Actionable comments posted: 1
Caution
Some comments are outside the diff and can’t be posted inline due to platform limitations.
⚠️ Outside diff range comments (1)
snakemake_executor_plugin_aws_batch/batch_job_builder.py (1)
185-221:⚠️ Potential issue | 🔴 CriticalAdd platform-aware container properties for Fargate compatibility.
The job definition construction at line 185 unconditionally sets
privileged: True, omitsexecutionRoleArn, and allows GPU resources, but line 221 can sendplatformCapabilities=["FARGATE"]. This causes Fargate job definition registration to fail: AWS Batch Fargate requires an execution role, prohibits privileged mode, and does not support GPU. The code already validates Fargate vs. EC2 resource requirements but does not handle these container property differences.Conditionally set
executionRoleArnfor Fargate, omit or setprivilegedto false for Fargate (true only for EC2), and reject GPU requests on Fargate.🤖 Prompt for AI Agents
Verify each finding against the current code and only fix it if needed.

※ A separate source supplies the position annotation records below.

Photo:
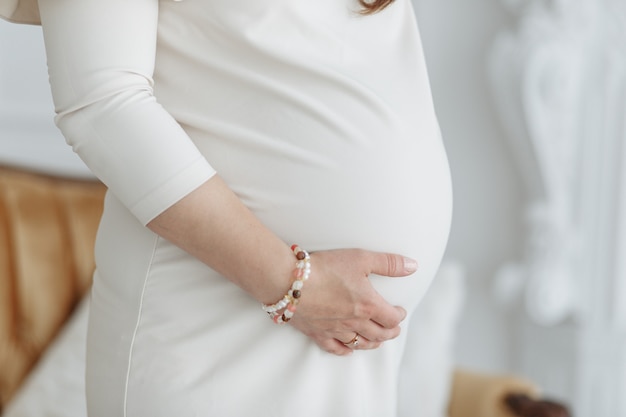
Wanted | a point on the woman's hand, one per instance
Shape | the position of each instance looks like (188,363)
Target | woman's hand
(339,302)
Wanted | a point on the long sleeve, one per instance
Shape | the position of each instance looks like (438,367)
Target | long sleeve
(101,58)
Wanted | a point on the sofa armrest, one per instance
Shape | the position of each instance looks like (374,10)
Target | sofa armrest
(488,395)
(47,233)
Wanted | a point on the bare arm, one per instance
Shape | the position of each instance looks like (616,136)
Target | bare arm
(101,58)
(212,224)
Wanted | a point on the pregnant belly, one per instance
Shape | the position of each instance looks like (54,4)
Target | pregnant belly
(388,195)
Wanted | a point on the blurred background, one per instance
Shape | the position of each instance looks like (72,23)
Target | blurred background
(531,98)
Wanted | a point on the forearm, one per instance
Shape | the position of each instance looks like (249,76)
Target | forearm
(212,224)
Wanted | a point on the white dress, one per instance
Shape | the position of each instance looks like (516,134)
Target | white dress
(320,119)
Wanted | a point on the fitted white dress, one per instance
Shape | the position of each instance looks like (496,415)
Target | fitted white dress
(321,120)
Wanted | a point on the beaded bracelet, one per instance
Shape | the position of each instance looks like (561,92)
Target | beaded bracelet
(282,311)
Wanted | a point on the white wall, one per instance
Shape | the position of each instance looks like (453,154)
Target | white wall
(487,228)
(488,196)
(28,136)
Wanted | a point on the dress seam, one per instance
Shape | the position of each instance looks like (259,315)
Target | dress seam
(139,314)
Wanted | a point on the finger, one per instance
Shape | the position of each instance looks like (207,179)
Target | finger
(359,342)
(391,265)
(334,346)
(375,333)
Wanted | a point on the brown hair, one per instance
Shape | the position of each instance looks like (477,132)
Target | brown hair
(374,6)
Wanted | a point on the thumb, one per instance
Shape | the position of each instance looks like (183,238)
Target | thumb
(391,265)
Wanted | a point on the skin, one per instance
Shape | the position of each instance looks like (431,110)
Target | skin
(338,301)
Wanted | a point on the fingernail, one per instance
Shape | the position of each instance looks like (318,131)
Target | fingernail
(410,265)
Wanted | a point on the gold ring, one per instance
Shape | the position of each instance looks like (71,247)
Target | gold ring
(354,342)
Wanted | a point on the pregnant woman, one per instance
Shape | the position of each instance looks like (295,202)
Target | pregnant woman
(226,130)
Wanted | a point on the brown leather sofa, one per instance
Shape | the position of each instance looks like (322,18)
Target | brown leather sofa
(47,232)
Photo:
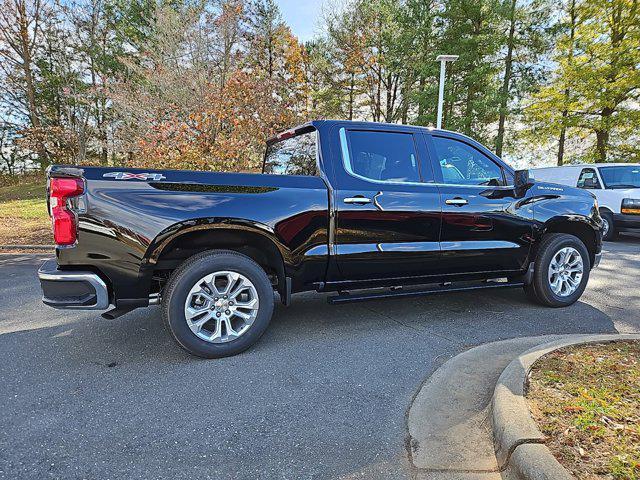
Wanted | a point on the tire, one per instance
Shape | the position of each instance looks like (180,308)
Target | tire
(609,232)
(229,334)
(541,289)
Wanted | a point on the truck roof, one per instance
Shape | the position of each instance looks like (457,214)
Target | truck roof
(308,126)
(584,165)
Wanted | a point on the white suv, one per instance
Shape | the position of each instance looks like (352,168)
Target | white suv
(615,185)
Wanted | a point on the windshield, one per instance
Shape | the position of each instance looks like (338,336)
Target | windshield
(621,177)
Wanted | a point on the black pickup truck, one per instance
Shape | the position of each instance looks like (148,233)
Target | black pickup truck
(366,210)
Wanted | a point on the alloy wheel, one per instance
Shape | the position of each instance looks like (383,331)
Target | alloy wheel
(565,271)
(221,306)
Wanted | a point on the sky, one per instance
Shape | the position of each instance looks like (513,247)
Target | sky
(302,16)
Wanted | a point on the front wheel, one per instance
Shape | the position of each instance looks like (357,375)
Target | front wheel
(608,228)
(561,271)
(218,303)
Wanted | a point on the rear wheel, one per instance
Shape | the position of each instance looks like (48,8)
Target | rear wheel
(218,303)
(561,271)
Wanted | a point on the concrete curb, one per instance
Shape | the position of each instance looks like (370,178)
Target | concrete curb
(518,441)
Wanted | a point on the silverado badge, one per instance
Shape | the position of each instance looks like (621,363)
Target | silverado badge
(135,176)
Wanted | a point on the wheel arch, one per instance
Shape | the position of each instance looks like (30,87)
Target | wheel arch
(580,229)
(184,239)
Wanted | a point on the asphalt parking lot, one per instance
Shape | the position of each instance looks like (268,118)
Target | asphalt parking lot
(324,394)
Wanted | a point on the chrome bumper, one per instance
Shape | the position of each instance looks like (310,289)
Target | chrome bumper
(70,289)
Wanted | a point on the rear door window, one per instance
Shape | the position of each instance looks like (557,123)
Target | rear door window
(588,179)
(293,156)
(380,156)
(462,164)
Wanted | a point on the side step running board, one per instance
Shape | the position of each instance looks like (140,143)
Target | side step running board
(359,297)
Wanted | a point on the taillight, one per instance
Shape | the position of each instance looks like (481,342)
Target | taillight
(64,221)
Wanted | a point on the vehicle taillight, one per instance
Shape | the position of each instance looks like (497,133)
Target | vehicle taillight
(63,220)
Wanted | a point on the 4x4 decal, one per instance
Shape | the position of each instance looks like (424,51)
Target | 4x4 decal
(134,176)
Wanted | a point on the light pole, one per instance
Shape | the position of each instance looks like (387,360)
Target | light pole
(443,59)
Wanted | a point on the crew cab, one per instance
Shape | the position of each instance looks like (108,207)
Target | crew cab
(366,210)
(616,186)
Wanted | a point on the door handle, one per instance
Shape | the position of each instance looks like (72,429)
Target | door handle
(357,200)
(458,202)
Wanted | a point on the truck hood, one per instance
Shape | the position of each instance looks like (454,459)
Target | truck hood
(626,192)
(548,188)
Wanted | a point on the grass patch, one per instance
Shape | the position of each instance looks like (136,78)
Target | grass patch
(23,212)
(586,400)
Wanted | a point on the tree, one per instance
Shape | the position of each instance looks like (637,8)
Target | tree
(597,85)
(20,32)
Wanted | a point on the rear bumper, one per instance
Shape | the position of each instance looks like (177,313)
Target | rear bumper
(624,221)
(72,289)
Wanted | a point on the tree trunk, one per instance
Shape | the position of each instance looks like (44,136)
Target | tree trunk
(421,83)
(27,69)
(506,83)
(351,87)
(567,92)
(602,141)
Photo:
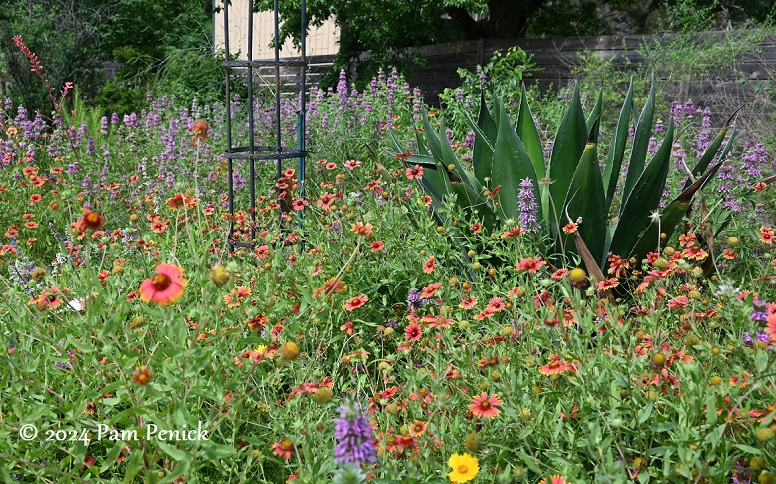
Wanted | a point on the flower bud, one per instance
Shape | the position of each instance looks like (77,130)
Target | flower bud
(289,350)
(323,395)
(219,275)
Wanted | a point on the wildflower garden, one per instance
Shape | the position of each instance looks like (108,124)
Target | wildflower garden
(579,294)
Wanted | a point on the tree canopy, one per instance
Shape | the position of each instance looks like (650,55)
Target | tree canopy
(385,29)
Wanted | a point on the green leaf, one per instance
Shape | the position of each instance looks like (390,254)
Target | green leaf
(449,158)
(749,449)
(670,217)
(112,456)
(511,163)
(645,412)
(640,147)
(644,200)
(594,116)
(713,148)
(586,200)
(485,132)
(569,144)
(617,148)
(529,135)
(171,450)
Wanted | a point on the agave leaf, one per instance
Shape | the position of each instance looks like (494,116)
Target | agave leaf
(384,173)
(640,147)
(529,135)
(569,144)
(595,114)
(592,267)
(511,163)
(449,158)
(474,204)
(644,199)
(431,137)
(422,148)
(617,148)
(670,217)
(485,132)
(426,161)
(586,199)
(713,148)
(398,146)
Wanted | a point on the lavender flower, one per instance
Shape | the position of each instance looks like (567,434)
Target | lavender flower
(527,205)
(355,444)
(414,302)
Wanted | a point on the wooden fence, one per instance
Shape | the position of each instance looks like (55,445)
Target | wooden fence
(556,59)
(734,81)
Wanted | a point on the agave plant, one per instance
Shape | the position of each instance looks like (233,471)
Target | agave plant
(571,187)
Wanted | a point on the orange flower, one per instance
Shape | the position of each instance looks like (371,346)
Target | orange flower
(418,428)
(141,375)
(530,264)
(496,304)
(770,327)
(413,332)
(555,480)
(332,286)
(766,235)
(356,302)
(165,287)
(415,172)
(430,290)
(180,200)
(570,228)
(90,220)
(159,226)
(200,130)
(484,405)
(284,448)
(608,284)
(430,265)
(468,302)
(359,228)
(556,365)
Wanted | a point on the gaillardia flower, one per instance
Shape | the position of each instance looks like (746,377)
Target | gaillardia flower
(90,220)
(165,287)
(141,375)
(465,467)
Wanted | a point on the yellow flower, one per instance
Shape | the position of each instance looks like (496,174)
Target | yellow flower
(465,467)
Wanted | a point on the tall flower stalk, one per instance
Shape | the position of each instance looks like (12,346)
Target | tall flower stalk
(355,444)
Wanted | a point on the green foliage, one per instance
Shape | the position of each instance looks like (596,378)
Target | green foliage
(64,35)
(500,78)
(193,74)
(575,190)
(662,388)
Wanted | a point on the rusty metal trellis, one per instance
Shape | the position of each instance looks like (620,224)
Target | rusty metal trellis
(253,152)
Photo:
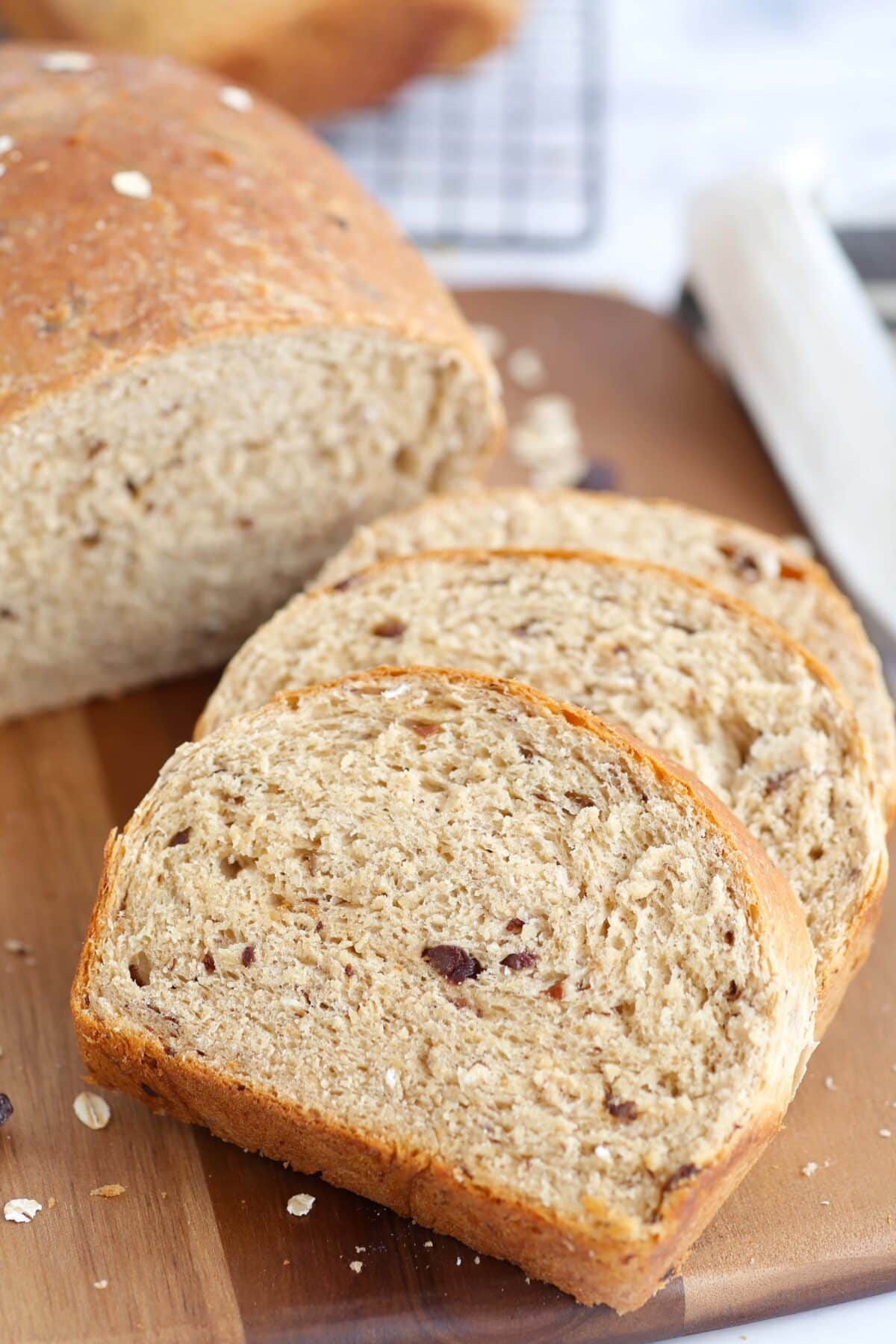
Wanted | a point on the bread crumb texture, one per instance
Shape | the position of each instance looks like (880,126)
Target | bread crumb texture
(718,688)
(386,860)
(217,359)
(778,581)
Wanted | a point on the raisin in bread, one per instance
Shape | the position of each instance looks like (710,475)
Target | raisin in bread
(685,668)
(761,569)
(217,358)
(464,951)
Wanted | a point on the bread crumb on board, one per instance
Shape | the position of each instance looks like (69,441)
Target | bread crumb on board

In `@snakemake_executor_plugin_aws_batch/batch_job_builder.py` around lines 185 - 221, The container_properties currently set privileged=True, omit executionRoleArn, and may include GPU requirements even when self.platform == "FARGATE"; update the job-definition assembly in batch_job_builder.py so that inside the block building container_properties you (1) only set privileged=True for non-FARGATE platforms and set privileged=False (or omit) when self.platform == self.platform value for FARGATE, (2) add executionRoleArn=self.settings.execution_role (or settings.executionRoleArn) to container_properties when self.platform == FARGATE, and (3) guard appending a GPU resource (BATCH_JOB_RESOURCE_REQUIREMENT_TYPE.GPU) — raise/return an error if gpu > 0 and self.platform == FARGATE to reject unsupported GPU on Fargate; ensure these changes are honored before calling self.batch_client.register_job_definition so register_job_definition receives the correct platform-aware containerProperties and tags.
♻️ Duplicate comments (2)
snakemake_executor_plugin_aws_batch/batch_job_builder.py (2)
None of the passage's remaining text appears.